On Thursday, the Women’s Tennis Association (WTA) revealed it had failed to reach Ms. Peng after “repeatedly” trying to contact her. The WTA also raised questions about a statement purported to be from Ms. Peng that was released by Chinese English-language broadcaster China Global Television Network (CGTN).

In the statement, which appeared to be a screenshot of a Word document, that was shared on Twitter by CGTN, Ms. Peng said she was “fine” and “resting” at home. It could not be verified whether she did indeed write the statement.

Also read: Peng Shuai | Breaking the silence

“Hello everyone this is Peng Shuai,” the statement began. “Regarding the recent new released on the official website of the WTA, the content has not been confirmed or verified by myself,” it said, referring to the WTA expressing concern about Ms. Peng and the allegations.

“The news in that release,” it continued, “including the allegation of sexual assault, is not true. I’m not missing, nor am I unsafe. I’ve just been resting at home and everything is fine.”

The statement was, however, not published by the official Chinese media in Mandarin, and was only tweeted by CGTN. It appeared to be aimed at an international audience and to address concerns voiced in recent days not only by the WTA but also by a number of tennis stars, including Naomi Osaka and Novak Djokovic. In China, however, the news about Ms. Peng’s allegations remains heavily censored and her account on Sina Weibo, a Twitter equivalent, remains hidden from public view.

The WTA on Thursday questioned whether Ms. Peng had written the statement.

“The statement released today by Chinese state media concerning Peng Shuai only raises my concerns as to her safety and whereabouts,” WTA Chairman Steve Simon said.

“I have a hard time believing that Peng Shuai actually wrote the email we received or believes what is being attributed to her. Peng Shuai displayed incredible courage in describing an allegation of sexual assault against a former top official in the Chinese government. The WTA and the rest of the world need independent and verifiable proof that she is safe. I have repeatedly tried to reach her via numerous forms of communication, to no avail. Peng Shuai must be allowed to speak freely, without coercion or intimidation from any source. Her allegation of sexual assault must be respected, investigated with full transparency and without censorship. The voices of women need to be heard and respected, not censored nor dictated to.”
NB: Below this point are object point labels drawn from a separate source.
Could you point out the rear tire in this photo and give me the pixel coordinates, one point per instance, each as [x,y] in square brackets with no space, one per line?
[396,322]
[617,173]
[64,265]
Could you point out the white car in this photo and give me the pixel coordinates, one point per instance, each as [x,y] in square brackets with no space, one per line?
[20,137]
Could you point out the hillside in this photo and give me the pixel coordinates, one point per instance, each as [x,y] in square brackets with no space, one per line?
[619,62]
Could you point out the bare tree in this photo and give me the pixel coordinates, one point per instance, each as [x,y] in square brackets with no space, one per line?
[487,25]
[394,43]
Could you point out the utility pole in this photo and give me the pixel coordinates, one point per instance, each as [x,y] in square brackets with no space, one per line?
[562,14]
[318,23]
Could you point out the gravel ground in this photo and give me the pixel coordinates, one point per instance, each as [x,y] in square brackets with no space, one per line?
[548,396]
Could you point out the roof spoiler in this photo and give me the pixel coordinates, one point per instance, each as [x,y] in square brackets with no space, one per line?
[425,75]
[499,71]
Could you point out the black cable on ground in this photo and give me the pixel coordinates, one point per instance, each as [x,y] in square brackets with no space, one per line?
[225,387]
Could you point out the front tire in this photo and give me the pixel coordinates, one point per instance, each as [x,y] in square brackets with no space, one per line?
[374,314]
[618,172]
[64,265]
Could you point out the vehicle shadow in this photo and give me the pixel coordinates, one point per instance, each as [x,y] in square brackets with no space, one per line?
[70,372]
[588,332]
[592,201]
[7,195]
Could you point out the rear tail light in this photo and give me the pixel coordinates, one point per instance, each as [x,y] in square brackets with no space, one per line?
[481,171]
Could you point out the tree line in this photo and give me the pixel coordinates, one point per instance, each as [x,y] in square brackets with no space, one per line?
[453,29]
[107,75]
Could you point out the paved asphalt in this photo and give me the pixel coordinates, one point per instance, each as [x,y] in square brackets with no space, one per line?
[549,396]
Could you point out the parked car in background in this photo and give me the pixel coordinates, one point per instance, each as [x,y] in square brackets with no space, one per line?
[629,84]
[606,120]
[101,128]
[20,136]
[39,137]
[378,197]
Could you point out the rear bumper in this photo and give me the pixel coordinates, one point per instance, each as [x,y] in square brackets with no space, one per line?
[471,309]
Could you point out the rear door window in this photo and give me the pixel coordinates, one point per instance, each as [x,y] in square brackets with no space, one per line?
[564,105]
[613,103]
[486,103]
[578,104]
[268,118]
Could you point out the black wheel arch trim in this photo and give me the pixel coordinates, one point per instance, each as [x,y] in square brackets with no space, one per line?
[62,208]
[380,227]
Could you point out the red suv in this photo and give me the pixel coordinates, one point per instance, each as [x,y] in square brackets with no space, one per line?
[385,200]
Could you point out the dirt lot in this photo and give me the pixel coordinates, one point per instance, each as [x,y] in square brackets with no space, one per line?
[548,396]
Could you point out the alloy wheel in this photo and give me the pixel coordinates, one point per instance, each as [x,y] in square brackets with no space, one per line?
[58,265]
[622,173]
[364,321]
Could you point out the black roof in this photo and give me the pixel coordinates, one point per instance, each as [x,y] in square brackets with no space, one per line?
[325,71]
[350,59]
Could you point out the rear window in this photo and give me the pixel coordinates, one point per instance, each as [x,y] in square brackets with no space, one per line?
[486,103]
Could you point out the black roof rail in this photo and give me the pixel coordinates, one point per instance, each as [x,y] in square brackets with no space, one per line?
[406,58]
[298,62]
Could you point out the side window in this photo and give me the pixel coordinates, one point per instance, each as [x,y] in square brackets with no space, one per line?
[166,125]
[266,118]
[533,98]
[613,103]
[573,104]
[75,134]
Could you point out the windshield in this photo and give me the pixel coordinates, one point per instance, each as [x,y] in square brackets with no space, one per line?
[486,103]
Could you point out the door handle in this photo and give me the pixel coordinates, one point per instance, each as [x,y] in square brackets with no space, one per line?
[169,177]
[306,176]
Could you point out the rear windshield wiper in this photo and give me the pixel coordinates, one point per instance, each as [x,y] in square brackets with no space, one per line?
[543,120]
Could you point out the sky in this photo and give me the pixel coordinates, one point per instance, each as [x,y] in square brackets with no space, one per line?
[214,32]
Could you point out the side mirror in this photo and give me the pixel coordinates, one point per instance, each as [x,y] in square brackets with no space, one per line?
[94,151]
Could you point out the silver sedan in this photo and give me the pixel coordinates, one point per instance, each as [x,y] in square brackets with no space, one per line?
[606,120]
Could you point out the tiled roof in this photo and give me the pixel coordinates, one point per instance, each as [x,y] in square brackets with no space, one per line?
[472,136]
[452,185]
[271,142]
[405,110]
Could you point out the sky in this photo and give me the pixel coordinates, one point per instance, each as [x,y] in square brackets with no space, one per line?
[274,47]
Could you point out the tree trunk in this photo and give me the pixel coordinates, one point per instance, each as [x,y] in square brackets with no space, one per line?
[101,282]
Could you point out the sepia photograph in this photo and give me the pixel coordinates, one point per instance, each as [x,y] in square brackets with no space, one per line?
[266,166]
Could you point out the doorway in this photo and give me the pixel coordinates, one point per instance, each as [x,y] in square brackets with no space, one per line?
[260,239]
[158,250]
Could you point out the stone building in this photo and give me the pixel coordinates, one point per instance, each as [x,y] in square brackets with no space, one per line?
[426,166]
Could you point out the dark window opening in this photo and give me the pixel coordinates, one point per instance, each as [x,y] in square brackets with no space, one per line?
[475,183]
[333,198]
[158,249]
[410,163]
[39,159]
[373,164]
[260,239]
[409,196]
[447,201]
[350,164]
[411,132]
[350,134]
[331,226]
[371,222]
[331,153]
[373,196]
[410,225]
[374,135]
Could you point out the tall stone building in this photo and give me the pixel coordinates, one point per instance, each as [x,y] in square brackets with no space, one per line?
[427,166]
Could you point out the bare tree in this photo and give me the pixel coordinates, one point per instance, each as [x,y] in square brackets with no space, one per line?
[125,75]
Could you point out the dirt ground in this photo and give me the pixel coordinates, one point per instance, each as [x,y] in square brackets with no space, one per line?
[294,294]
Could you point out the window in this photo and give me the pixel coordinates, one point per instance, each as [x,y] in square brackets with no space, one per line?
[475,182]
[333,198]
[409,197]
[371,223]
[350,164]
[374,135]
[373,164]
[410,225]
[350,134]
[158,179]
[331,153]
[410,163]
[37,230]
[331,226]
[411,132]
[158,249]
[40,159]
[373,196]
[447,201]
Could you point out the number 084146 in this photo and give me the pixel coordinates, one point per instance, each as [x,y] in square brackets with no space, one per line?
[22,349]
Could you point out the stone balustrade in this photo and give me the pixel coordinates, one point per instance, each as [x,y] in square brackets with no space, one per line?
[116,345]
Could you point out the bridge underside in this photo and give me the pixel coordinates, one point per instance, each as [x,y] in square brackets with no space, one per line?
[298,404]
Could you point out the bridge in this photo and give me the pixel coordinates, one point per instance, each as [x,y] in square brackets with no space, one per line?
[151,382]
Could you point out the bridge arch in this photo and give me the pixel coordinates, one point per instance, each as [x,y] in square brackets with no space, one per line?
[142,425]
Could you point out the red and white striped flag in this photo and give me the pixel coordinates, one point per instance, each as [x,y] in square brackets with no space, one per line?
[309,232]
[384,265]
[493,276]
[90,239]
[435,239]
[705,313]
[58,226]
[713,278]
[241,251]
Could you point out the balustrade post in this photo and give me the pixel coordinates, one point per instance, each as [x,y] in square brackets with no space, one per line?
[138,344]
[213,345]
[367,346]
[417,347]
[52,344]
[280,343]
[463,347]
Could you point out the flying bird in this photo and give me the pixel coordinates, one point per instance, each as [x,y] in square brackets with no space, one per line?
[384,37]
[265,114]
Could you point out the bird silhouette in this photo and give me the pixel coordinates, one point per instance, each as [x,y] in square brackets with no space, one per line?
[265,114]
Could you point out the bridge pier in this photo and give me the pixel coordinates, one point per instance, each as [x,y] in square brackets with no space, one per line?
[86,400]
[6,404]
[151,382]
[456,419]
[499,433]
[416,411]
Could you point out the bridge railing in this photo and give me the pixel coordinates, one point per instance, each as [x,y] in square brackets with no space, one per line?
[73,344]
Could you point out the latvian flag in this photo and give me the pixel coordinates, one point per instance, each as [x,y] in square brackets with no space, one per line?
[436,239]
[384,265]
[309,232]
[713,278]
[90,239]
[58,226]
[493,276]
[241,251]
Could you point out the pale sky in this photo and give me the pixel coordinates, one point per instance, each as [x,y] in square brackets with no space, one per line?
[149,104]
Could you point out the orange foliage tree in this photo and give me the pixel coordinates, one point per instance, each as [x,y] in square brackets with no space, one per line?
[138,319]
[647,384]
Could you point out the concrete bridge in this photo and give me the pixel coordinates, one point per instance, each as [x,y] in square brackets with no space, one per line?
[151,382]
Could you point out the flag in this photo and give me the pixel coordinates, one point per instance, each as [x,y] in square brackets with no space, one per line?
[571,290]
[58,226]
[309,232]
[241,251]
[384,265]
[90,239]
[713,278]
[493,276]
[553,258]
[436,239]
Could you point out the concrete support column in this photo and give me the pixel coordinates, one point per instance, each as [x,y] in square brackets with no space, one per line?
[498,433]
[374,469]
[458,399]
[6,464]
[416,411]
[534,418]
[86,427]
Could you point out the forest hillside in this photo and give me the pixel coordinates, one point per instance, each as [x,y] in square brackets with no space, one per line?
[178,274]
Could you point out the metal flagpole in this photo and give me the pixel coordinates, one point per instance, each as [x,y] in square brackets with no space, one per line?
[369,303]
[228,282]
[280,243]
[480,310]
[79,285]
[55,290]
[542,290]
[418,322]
The original post by Ms. Peng on November 2 was promptly deleted, while any references to her were subsequently censored on Weibo. In an emotional message, she said had been sexually assaulted by senior party leader and former Vice Premier Zhang Gaoli. She detailed how 10 years ago, when she was 25, Mr. Zhang, then 65, and his wife, had invited her home before he assaulted her. She then narrated how they had subsequently begun a years-long affair, until Mr. Zhang broke it off when he was promoted to the party’s top body in 2012, the Politburo Standing Committee. He resumed the affair three years ago, when, Ms. Peng said, he again forced her to have sex, while his wife was guarding the door.

Ms. Osaka was among several tennis stars expressing concern about the allegations and Ms. Peng’s safety. Ms. Osaka said in a statement she was “recently informed of a fellow tennis player that has gone missing shortly after revealing that she has been sexually abused.” “Censorship is never ok at any cost, I hope Peng Shuai and her family are safe and ok,” she said. “I’m in shock of the current situation and I’m sending love and light her way.”